The puddles all around the reserve entrance – some of them rather large – testified to the heavy overnight rain, so it was no surprise to find 14 mm of water in the rain gauge. The continuing overcast conditions did not bode well for the day but spirits were lifted with a sighting of a juvenile Grey Wagtail preening on a branch of the partially submerged fallen tree outside the Ivy South Hide.
It’s always good to have visual confirmation of successful breeding on the reserve.
Further out in Ivy Lake the young Common Terns were flexing their flight muscles and almost taking off as they flapped their wings to strengthen them ready for their first ‘solo’ flights, whilst their parents were doing sterling work bringing in copious quantities of small fish to satiate their growing offspring. Otherwise the lake was, typically for this time of year, rather short of waterfowl. One Great Crested Grebe, a couple of Mute Swan, a handful of Mallard and a couple of dozen Coot were all that was to be seen. From the Ivy North Hide a vociferous Sedge Warbler greeted us from just outside the left hand window.
The generally dismal nature of the forenoon precluded much obvious insect activity of the butterfly or dragonfly populace, but the overnight haul in the moth trap, whilst not large was sufficiently diverse to be interesting. There were 29 individuals representing 15 species of macro moths, the species with more than one representative included Uncertain, Large Yellow Underwing, Buff Ermine and the most numerous today, Flame.

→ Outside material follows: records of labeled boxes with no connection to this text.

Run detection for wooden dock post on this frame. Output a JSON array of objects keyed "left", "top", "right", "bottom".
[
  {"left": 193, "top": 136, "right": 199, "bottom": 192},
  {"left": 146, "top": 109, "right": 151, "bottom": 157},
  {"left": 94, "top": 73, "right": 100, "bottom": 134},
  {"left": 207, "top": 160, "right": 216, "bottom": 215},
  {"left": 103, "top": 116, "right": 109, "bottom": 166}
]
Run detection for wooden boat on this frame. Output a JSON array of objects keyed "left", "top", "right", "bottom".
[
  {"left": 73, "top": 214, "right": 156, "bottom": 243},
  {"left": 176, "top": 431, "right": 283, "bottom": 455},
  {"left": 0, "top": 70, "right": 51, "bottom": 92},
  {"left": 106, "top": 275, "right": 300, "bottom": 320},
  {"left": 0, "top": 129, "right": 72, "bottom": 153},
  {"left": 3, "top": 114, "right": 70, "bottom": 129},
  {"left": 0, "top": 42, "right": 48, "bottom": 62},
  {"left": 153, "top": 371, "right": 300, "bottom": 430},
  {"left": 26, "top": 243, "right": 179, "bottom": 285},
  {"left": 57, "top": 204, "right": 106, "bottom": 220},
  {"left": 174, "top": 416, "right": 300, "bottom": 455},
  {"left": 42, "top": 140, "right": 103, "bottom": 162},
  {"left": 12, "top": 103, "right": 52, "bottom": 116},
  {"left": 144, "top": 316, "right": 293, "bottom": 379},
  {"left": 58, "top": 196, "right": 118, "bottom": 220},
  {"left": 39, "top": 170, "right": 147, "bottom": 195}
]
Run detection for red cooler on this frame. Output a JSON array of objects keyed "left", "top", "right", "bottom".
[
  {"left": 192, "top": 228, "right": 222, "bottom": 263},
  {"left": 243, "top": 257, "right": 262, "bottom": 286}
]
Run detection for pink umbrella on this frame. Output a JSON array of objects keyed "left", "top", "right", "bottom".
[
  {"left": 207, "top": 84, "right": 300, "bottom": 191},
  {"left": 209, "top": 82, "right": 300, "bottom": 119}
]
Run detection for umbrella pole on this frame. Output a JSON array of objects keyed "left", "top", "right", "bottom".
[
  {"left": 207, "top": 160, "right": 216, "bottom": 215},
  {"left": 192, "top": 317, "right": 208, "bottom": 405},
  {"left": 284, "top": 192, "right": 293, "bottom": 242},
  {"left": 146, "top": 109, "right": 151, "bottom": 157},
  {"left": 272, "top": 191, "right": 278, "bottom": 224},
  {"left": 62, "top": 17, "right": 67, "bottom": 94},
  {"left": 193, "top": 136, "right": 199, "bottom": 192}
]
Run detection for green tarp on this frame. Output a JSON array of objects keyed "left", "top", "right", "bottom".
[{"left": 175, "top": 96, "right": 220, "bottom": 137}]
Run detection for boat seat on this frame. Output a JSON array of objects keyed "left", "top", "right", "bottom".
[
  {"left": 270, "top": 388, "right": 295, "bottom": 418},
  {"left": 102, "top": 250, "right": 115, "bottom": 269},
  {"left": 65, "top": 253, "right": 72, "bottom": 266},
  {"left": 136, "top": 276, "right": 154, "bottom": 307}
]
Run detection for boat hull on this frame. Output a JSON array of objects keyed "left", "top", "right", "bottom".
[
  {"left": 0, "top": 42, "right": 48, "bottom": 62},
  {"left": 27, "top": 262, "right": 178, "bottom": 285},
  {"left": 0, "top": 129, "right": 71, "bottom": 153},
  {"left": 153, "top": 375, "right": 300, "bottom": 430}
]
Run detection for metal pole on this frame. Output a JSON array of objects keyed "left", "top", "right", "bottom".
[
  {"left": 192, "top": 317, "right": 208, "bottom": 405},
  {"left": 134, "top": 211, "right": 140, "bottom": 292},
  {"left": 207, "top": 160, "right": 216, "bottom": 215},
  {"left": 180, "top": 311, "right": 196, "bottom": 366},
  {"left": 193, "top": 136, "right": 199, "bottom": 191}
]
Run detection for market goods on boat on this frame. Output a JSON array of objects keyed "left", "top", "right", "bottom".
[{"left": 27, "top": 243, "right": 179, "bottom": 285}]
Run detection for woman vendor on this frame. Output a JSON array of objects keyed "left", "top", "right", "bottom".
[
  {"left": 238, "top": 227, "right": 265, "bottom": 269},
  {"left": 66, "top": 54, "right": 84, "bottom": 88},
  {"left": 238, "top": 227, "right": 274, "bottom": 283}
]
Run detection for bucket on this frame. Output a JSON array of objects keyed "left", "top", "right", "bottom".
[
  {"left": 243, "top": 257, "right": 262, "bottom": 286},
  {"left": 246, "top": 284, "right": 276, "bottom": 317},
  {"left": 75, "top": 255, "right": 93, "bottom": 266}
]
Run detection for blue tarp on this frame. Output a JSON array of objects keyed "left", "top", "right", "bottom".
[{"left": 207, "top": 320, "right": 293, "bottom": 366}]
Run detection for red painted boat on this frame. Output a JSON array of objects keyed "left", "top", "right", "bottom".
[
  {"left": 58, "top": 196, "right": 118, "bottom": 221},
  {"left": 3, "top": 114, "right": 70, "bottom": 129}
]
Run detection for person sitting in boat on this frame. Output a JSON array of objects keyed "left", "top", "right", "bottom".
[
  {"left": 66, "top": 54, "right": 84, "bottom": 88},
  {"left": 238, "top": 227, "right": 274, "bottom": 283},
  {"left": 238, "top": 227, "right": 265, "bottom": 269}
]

Quite why they have attracted this name escapes me, there isn’t anything in their appearance that I can discern to conjure up fiery images, but what do you think?
Perhaps they were named for a propensity to fly into flames!
As many readers of this blog will know I like to speculate on the origins of the common names that have been given to our wildlife. Also in the moth trap was this splendidly named Blood-vein.
and this not so obviously named Spectacle
But, perhaps the name becomes more obvious when it’s viewed ‘head-on’ when it looks, to me, like a rather weird alien landing craft.
I’ll close the mothing section with what was, for me, one of the first moths that gave me the ‘wow’ experience of seeing just how well evolution has led to the adaptation of stunning camouflage for some species. Not a terribly uncommon moth this Buff-tip looks amazingly like a piece of broken birch twig. I include it for this reason and the fact that I know there is at least one regular reader of this blog who shares my wonderment.
Later in the day the sun at last made its presence felt and things started ‘buzzing’. lots of bees – moving too fast to photograph – and a range of other insects, including butterflies such as Meadow Brown and Red Admiral, and a good range of damselflies, Common Blue and Azure, Large Red and Blue-tailed, were dashing around the pond by the education centre. One dragonfly was briefly seen, though not identified, whilst a Scare Chaser was seen by a few visitors near the Ivy South Hide.
At least two Grass Snakes were in and around the centre pond at different times basking on a log at the back.
The sunshine also encouraged a Blackbird to spend a little time ‘sunbathing’ alongside the path between the centre and the car-park nearest the reserve entrance. It at first looked dead, but the outstretched beak almost seemed to indicate a degree of pleasure in this activity.
It isn’t clear whether this bird was just sunbathing, an activity which is thought to cleanse the feathers by exposure to ultraviolet light, or if it was ‘anting’ , which involves getting ants to remove parasites from the feathers, a rather wonderful symbiotic activity in which both participants obtain a benefit.
I’ll close with a quick ‘grab shot’ of a Reed Warbler seen outside the Ivy South Hide as we closed, perched on much the same branches as the Grey Wagtail I opened with.